REPUBLIKA.CO.ID, BANDAR LAMPUNG -- Gubernur NTB TGH Muhamad Zainul Majdi atau Tuan Guru Bajang (TGB) menghadiri undangan jajaran Universitas Lampung (Unila) untuk mengisi acara tabligh akbar dengan tema "Generasi Qurani untuk Negeri" di Masjid Al Wasi'i, Unila, Bandar Lampung, Jumat (23/3). Setelah ceramah, TGB berinteraksi dengan mahasiswa di Unila.
Jamaah memberikan sejumlah pertanyaan melalui secarik kertas yang sudah disediakan panitia.
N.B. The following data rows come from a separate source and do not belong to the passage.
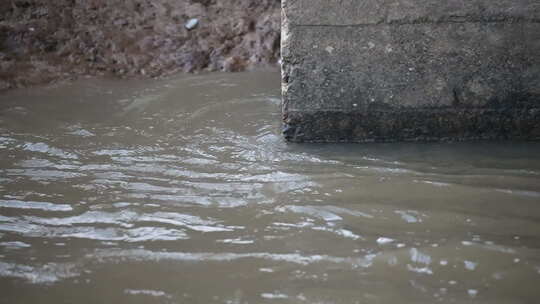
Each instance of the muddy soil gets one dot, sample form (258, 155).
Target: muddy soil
(43, 41)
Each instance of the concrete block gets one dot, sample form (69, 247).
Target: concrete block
(401, 70)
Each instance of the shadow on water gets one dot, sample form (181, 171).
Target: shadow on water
(183, 190)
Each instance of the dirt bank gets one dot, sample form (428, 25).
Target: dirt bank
(42, 41)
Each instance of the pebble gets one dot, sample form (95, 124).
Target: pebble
(192, 23)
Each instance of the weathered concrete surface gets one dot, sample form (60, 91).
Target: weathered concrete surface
(388, 70)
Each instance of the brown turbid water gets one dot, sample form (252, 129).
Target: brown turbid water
(183, 191)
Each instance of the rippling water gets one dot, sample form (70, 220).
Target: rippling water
(183, 191)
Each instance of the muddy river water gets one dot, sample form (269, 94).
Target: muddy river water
(183, 191)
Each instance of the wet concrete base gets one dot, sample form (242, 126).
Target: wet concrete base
(413, 125)
(396, 71)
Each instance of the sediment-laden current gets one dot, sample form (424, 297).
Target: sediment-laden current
(183, 191)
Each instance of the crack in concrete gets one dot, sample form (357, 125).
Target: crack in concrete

Kebanyakan pertanyaan yang ditujukan kepada Ketua Organisasi Internasional Alumni Al Azhar Cabang Indonesia ini berkaitan dengan seputar dunia Islam dan bagaimana mewujudkan pemerintahan yang baik.
Namun, tak sedikit pula yang menanyakan perihal isu TGB akan maju dalam pemilihan presiden dan wakil presiden (pilpres) pada 2019. Sedikitnya ada lima pertanyaan yang menjurus seputar isu pilpres 2019. "Waduh, berat-berat ini pertanyaannya karena ini masih isu, saya enggak bisa menjawabnya," kata TGB sambil tersenyum.
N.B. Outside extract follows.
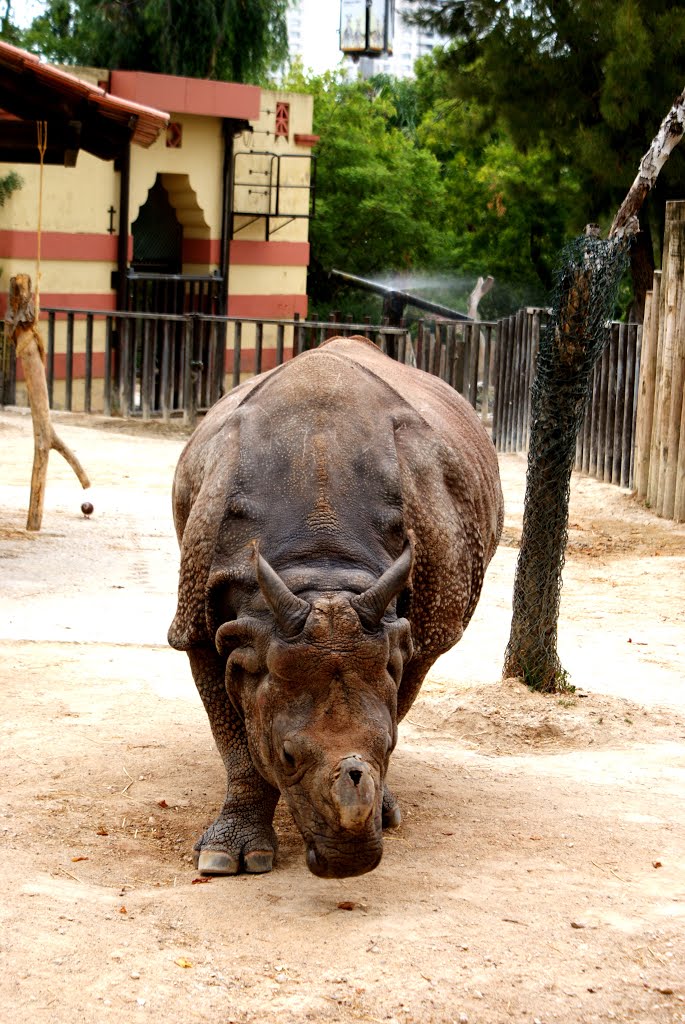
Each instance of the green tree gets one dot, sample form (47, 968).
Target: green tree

TGB lebih memilih menjawab pertanyaan di luar pilpres 2019, seperti bagaimana membangun nasionalisme bangsa, menyikapi bonus demografi Indonesia pada masa mendatang, serta hubungan Islam dengan politik. "Kondisi umat Islam di Indonesia, Insya Allah masa depannya baik kalau punya anak muda yang baik," ujar TGB.
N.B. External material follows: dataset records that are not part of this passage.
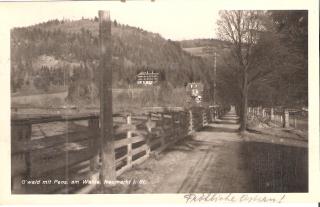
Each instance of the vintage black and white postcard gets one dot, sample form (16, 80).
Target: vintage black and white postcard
(170, 101)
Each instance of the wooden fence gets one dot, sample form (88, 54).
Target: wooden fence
(287, 118)
(50, 164)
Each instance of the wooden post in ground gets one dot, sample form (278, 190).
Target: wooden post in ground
(108, 170)
(286, 122)
(129, 135)
(272, 114)
(93, 125)
(20, 162)
(190, 121)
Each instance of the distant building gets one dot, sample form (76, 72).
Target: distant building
(147, 78)
(195, 90)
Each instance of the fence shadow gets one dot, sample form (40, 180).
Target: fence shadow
(219, 129)
(276, 168)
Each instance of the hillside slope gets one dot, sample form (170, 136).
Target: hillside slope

TGB mengajak anak muda saat ini membangun visi ke depan, menghimpun segala macam kebaikan, dan bergerak bersama untuk masa depan Indonesia yang lebih baik. Terkait nasionalisme, TGB mengimbau generasi muda menumbuhkan sikap bangga terhadap bangsa sendiri. Menurut dia, hal ini penting agar bangsa ini juga dihormati bangsa lain.
"Yang paling penting, mulai hargai diri sendiri, bangsa sendiri. Bagaimana kita buat orang lain menghormati bangsa sendiri (Indonesia), kalau kita tidak hormati bangsa kita," kata TGB.
Terkait politik dan Islam, menurut TGB, tidak bisa dipisahkan. TGB memandang, aspek keagamaan tidak bisa dilepaskan dari segala praktik kebangsaan dan berjalan seiringan. Hal ini jelas termuat dalam sila pertama --Ketuhanan yang Maha Esa-- yang digagas para pendiri bangsa.
"Sila pertama dari pendiri, artinya agama tidak boleh dipisahkan dari praktik kebangsaan kita. Nilai agama harus menjiwai praktik berpolitik kita," ungkap TGB.